Measured: the same open models on different hosts
The levers above are abstract until you point a stopwatch at them, so on July 7, 2026 we did: K=5 serial streamed chat completions per model-host cell, sent from a single client, all through the same Router endpoint, so the network path is identical for every row. TTFT is measured from request start to the first content token. One asymmetry to state plainly: third-party hosts include the routing hop, while Inworld-served models are colocated with the endpoint; that hop is part of what a Router user actually experiences when calling either. These are selected results; the full raw data is reproducible with the method described here and the script below.

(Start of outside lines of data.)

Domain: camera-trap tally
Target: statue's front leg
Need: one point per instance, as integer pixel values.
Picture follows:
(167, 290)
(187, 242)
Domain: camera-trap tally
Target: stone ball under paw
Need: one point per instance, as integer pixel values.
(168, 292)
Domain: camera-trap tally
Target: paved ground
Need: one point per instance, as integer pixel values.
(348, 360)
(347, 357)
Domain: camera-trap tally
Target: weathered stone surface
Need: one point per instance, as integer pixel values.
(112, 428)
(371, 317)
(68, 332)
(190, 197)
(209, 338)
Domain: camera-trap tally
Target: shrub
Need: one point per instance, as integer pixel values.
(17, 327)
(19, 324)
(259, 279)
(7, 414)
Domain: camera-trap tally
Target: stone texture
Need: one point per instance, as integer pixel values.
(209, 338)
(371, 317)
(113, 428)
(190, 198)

All figures measured July 7, 2026. The two reference rows are a different model class entirely, frontier proprietary APIs rather than served open weights, and are included for orientation only. On Gemma 4 31B, DeepInfra's deployment did not produce stable results in our runs (2 of 5 requests failed), so we exclude its numbers rather than report them. Single-day, single-region numbers move; treat this table as a snapshot of what the levers above produce in practice, and measure your own workload before deciding.

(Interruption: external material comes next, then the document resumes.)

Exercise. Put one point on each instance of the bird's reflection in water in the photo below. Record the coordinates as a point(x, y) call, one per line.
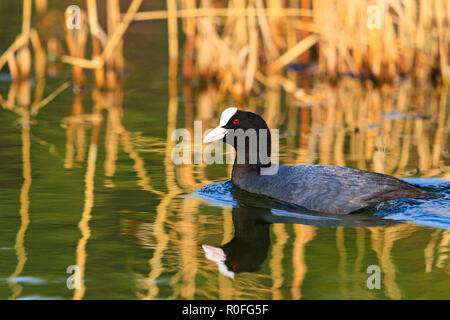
point(252, 217)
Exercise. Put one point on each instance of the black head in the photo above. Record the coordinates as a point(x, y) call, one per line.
point(247, 133)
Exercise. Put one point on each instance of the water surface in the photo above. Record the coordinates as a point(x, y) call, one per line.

GLM-5.1 and GLM-5.2 are reported separately because both are reasoning models: they stream reasoning deltas before the first content token, so for these cells we measured time to first delta of any kind (TTFD) with max_tokens raised to 2,000. Same method and day otherwise: GLM-5.1 on Inworld reached 692 ms median TTFD at 38 tokens per second, against 890 ms and 36 tokens per second for the same model on DeepInfra. GLM-5.2 split, with DeepInfra faster to first delta (727 ms vs 904 ms) and the Inworld deployment sustaining higher throughput (22 vs 14 tokens per second). The measurement lesson doubles as integration advice: benchmark reasoning models to first delta and budget generous max_tokens, or the model will look broken when it is merely thinking.
Why are the biggest wins architectural?
Latency is the product of three choices: which model you run, what serving stack runs it, and where it runs relative to your users. In practice a smaller or quantized model on an optimized stack routinely beats a larger model on generic serving, at lower cost per token.

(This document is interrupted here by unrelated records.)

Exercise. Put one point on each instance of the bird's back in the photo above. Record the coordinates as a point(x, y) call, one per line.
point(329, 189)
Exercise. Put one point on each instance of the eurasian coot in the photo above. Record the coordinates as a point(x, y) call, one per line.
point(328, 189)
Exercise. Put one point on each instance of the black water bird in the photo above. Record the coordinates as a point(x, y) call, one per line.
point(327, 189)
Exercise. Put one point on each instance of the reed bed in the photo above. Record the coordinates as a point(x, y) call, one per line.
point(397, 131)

Work the three axes in order:
- Model choice. The easiest millisecond to save is the one a smaller model never spends. If a 26B or 31B open model clears your quality bar, its prefill and decode are structurally faster than a frontier model's, and it costs less to serve. Inworld serves Gemma 4 26B A4B and Gemma 4 31B first-party; current per-token rates are on inworld.ai/models.
- Serving stack. The same weights on the same GPU vary enormously by engine. Inworld's published example: a custom FlashInfer kernel patch (flashinfer-ai PR #2959) took Gemma 4 31B Dense to roughly 27K tokens/sec at p50 TTFT of 1.7s under saturation load, about 4x pre-patch throughput on identical hardware (hosting guide, May 2026). A 4x serving gap swamps most parameter tuning.
- Network placement. Round-trip time adds to TTFT before any GPU does anything; a cross-continent hop can cost more than a well-served model's entire prefill. Regional placement next to your app backend and TLS connection reuse are levers of the same magnitude as the serving techniques above. GPU price also varies sharply by cloud and region; the GPU cloud comparison shows April 2026 B200 list rates spanning $3.49 to $14.24 per GPU-hour.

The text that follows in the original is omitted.